Created 11-09-2015 03:52 PM
1) How should we approach the question of persist() or cache() when running Spark on YARN. E.g. how should the Spark developer know approximately how much memory will be available to their YARN Queue and use this number to guide their persist choice()? Or should they use some other technique?
http://spark.apache.org/docs/latest/programming-guide.html#rdd-persistence
2) With Spark on YARN does the "RDD" exist only as long as the SparkDriver lives, as long as the RDD's related spark worker containers live, or based on some other time frame?
Thanks!
Created 11-09-2015 07:05 PM
The RDD exists only as long as the spark driver lives. if one or more of the spark worker containers die the portions of the RDDs will be recomputed and cached.
persist and cache at the RDD level are actually the same.
persist has more options though: the default behavior of persist is StorageLevel.MEMORY_ONLY
but you can persist at various different storage levels.

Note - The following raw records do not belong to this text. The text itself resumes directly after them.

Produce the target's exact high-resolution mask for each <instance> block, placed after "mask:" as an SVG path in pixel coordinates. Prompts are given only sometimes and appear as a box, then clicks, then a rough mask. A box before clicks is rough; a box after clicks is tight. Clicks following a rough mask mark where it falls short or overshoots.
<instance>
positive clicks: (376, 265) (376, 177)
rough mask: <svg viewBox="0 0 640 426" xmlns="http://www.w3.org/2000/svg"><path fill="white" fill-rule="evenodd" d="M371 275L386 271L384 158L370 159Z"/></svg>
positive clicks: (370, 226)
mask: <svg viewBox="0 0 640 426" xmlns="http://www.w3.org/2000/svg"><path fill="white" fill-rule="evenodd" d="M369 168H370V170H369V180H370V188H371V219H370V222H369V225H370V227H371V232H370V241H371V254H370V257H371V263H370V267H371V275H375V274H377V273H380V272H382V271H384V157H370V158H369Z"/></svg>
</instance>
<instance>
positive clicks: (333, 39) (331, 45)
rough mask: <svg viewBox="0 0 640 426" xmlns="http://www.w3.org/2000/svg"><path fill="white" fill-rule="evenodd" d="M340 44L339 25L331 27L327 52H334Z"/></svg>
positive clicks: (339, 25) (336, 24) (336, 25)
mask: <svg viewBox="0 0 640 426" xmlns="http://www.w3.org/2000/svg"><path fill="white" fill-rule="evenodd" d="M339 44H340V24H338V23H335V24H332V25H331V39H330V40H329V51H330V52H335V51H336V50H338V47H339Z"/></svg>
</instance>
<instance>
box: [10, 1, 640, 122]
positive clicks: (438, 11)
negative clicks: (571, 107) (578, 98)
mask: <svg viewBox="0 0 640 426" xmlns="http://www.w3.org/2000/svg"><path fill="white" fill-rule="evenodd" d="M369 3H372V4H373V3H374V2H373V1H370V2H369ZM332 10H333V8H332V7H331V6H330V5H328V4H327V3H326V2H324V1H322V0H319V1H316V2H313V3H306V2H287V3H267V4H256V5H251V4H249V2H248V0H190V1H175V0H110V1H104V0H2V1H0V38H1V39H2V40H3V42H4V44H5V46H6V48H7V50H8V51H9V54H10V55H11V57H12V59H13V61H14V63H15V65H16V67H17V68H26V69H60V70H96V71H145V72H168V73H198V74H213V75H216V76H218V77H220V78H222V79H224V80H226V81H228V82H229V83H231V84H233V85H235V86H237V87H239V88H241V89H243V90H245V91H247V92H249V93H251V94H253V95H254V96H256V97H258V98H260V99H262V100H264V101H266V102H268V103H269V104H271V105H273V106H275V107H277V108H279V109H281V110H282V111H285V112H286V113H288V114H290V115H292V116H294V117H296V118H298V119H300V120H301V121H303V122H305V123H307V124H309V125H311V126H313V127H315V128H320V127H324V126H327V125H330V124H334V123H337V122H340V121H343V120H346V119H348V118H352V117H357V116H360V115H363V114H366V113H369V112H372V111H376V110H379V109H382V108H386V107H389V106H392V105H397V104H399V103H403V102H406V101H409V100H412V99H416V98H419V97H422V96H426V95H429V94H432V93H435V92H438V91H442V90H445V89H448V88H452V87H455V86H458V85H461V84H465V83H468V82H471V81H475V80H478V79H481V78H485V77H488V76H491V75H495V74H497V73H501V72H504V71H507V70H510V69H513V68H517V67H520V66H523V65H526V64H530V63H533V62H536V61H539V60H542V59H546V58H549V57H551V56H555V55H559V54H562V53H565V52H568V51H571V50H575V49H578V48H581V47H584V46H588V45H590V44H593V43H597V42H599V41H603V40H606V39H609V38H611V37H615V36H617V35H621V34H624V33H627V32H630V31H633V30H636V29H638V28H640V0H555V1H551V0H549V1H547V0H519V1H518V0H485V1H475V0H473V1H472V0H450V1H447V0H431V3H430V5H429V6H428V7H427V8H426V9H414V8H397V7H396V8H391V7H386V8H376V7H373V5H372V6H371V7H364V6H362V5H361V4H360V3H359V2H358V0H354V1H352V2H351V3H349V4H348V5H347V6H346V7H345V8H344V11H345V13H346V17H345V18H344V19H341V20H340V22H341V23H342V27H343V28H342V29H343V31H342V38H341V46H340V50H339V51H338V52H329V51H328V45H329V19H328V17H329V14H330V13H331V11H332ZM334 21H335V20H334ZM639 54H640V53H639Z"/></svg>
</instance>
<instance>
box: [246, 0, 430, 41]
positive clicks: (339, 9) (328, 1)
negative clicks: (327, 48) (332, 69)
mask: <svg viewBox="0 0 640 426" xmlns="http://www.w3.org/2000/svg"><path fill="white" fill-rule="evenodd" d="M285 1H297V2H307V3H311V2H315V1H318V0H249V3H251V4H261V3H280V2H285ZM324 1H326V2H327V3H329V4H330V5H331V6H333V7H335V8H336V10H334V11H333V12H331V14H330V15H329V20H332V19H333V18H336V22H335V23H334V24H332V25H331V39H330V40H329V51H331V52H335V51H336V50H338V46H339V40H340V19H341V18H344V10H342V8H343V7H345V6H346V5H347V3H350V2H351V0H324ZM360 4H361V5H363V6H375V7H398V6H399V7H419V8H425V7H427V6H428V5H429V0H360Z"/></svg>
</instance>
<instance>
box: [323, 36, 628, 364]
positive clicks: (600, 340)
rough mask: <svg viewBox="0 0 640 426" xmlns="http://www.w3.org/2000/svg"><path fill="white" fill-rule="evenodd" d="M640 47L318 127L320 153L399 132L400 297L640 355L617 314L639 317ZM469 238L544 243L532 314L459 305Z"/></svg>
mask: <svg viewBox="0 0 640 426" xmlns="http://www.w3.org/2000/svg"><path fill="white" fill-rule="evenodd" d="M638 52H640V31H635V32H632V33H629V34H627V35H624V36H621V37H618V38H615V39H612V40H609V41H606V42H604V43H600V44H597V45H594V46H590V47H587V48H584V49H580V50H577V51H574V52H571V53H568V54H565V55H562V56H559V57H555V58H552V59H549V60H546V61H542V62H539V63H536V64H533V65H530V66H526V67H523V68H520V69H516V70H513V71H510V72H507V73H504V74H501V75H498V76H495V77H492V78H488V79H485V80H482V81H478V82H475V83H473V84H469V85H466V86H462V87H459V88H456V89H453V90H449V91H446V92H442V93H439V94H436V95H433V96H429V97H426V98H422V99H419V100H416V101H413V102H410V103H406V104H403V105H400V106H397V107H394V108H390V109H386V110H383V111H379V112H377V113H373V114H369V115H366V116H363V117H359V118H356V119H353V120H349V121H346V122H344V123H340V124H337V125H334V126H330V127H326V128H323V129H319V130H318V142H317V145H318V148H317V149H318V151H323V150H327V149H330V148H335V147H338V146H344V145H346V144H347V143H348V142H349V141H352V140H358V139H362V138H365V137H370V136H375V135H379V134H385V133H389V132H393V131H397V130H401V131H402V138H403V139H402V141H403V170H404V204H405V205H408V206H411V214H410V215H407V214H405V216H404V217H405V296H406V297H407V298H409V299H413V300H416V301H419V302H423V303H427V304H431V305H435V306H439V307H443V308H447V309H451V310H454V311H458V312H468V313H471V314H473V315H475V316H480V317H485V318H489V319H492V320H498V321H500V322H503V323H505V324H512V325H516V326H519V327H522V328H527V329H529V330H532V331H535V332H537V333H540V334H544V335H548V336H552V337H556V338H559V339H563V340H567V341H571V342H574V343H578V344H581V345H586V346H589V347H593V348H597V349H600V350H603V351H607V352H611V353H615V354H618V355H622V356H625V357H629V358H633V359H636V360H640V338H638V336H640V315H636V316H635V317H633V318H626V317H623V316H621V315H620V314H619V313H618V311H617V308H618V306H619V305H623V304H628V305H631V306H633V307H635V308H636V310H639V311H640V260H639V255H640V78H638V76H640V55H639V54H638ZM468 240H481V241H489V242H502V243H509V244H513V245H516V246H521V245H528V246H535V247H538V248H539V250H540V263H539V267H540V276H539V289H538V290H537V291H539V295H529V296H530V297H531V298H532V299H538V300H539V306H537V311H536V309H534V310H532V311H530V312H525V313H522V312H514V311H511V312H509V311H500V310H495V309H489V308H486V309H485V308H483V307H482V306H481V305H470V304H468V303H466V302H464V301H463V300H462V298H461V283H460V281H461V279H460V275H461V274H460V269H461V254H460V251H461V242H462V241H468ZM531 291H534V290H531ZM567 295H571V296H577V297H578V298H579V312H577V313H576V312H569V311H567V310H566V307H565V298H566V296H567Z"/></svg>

http://spark.apache.org/docs/latest/programming-guide.html#rdd-persistence
Created 11-09-2015 03:54 PM
There is also an article on "How to size memory only RDDs" which references setting spark.executor.memory and spark.yarn.executor.memoryOverhead. Should we use these as well in planning memory/RDD usage?
https://www.altiscale.com/blog/tips-and-tricks-for-running-spark-on-hadoop-part-3-rdd-persistence/
Created 11-09-2015 07:01 PM
Created 11-09-2015 07:05 PM
The RDD exists only as long as the spark driver lives. if one or more of the spark worker containers die the portions of the RDDs will be recomputed and cached.

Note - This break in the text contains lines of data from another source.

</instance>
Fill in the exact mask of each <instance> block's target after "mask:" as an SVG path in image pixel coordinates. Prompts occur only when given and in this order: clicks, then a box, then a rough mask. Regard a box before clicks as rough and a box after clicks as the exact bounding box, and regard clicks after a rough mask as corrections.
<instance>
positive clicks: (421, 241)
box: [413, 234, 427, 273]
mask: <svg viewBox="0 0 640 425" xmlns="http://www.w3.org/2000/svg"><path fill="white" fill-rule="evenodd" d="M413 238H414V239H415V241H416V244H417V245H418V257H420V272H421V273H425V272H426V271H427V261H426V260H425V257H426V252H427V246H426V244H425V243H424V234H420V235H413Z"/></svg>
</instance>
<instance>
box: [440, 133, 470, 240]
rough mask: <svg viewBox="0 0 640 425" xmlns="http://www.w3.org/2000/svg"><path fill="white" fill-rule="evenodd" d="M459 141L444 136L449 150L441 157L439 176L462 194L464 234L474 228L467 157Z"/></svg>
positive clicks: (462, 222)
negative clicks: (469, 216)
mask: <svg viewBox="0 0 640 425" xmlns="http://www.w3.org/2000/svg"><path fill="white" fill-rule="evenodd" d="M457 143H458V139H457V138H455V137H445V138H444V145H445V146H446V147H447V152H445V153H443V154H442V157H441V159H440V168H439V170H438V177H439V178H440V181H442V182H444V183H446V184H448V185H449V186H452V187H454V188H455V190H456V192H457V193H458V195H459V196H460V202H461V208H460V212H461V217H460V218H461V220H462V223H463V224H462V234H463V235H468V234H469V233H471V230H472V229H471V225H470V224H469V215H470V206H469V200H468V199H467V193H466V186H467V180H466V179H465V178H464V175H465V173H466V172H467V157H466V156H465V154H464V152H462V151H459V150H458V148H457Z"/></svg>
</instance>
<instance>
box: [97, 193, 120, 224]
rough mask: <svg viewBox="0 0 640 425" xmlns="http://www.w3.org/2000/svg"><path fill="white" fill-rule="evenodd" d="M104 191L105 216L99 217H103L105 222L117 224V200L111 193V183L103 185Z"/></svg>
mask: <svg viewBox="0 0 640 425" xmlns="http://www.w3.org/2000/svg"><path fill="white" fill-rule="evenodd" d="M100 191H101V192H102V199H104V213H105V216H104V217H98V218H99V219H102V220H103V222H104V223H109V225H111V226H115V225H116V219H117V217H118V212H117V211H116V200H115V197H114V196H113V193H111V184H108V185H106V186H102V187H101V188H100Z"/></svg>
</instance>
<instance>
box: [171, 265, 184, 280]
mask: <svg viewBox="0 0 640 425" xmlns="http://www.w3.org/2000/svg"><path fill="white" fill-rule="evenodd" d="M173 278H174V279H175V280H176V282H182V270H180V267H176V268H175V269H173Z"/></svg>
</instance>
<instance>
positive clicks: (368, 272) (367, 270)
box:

persist and cache at the RDD level are actually the same.
persist has more options though: the default behavior of persist is StorageLevel.MEMORY_ONLY
but you can persist at various different storage levels.
http://spark.apache.org/docs/latest/programming-guide.html#rdd-persistence
Created 11-09-2015 07:10 PM
Thanks @Ram Sriharsha from chimming in . Really appreciate it.